We introduce here two new fields --- one for a Pandas Series and one for a Pandas DataFrame.

```python
from mongoengine import Document, connect
from antarctic.PandasFields import SeriesField, FrameField

# connect with your existing MongoDB (here I am using a popular interface mocking a MongoDB)
client = connect(db="test", host="mongomock://localhost")

# Define the blueprint for a portfolio document
class Portfolio(Document):
    nav = SeriesField()
    weights = FrameField()
    prices = FrameField()
```

The portfolio objects works exactly the way you think it works

```python

p = Portfolio()
p.nav = pd.Series(...)
p.prices = pd.DataFrame(...)
p.save()

print(p.nav)
print(p.prices)
```

Behind the scenes we convert the both Series and Frame objects into json documents and
store them in a MongoDB database.

We don't apply any clever conversion into compressed bytestreams.
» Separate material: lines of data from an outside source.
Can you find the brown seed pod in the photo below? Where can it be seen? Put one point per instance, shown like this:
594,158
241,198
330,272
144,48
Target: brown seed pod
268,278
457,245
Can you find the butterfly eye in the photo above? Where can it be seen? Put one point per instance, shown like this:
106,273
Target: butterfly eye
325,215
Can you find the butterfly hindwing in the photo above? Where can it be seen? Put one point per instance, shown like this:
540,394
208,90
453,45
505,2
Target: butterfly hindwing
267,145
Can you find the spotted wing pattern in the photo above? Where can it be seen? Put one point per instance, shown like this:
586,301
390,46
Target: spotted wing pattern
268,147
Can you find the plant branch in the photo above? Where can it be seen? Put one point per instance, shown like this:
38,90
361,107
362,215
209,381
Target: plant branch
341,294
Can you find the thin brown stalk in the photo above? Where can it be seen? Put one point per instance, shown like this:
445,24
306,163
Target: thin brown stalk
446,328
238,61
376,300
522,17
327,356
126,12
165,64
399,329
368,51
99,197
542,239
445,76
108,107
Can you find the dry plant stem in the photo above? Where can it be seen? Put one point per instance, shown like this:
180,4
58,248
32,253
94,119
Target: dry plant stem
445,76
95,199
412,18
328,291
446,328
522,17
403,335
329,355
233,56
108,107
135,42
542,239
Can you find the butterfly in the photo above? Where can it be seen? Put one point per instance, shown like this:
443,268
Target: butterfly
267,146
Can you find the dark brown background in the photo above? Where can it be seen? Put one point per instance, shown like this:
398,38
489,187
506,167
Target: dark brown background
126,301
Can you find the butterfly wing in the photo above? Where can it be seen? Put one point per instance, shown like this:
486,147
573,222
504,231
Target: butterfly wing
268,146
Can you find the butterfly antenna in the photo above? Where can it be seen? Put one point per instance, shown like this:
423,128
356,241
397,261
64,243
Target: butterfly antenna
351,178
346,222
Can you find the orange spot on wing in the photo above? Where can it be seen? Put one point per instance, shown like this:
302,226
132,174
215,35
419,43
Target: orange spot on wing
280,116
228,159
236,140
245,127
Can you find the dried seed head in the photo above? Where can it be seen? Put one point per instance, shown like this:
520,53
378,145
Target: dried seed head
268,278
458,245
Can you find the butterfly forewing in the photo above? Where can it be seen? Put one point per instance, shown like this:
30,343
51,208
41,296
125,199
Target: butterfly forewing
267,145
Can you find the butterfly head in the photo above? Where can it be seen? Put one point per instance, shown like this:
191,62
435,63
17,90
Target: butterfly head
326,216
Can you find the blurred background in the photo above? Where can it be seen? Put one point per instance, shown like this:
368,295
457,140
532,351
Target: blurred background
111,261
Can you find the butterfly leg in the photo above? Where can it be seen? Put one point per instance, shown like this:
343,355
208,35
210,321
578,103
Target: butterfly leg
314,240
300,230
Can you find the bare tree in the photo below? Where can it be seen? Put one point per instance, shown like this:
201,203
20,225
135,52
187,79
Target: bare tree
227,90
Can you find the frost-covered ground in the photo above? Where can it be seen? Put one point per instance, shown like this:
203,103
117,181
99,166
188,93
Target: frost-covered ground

Performance is not our main concern here.

### Database?

Storing json or bytestream representations of Pandas objects is not exactly a database. Appending is rather expensive as one would have
to extract the original Pandas object, append to it and convert the new object back into a json or bytestream representation.
Clever sharding can mitigate such effects but at the end of the day you shouldn't update such objects too often. Often practitioners
use a small database for recording (e.g. over the last 24h) and update the MongoDB database once a day. It's extremely fast to read the Pandas objects
out of such a construction.

Also note that in theory one could try to build this on top of pyarrow and support both R and Python.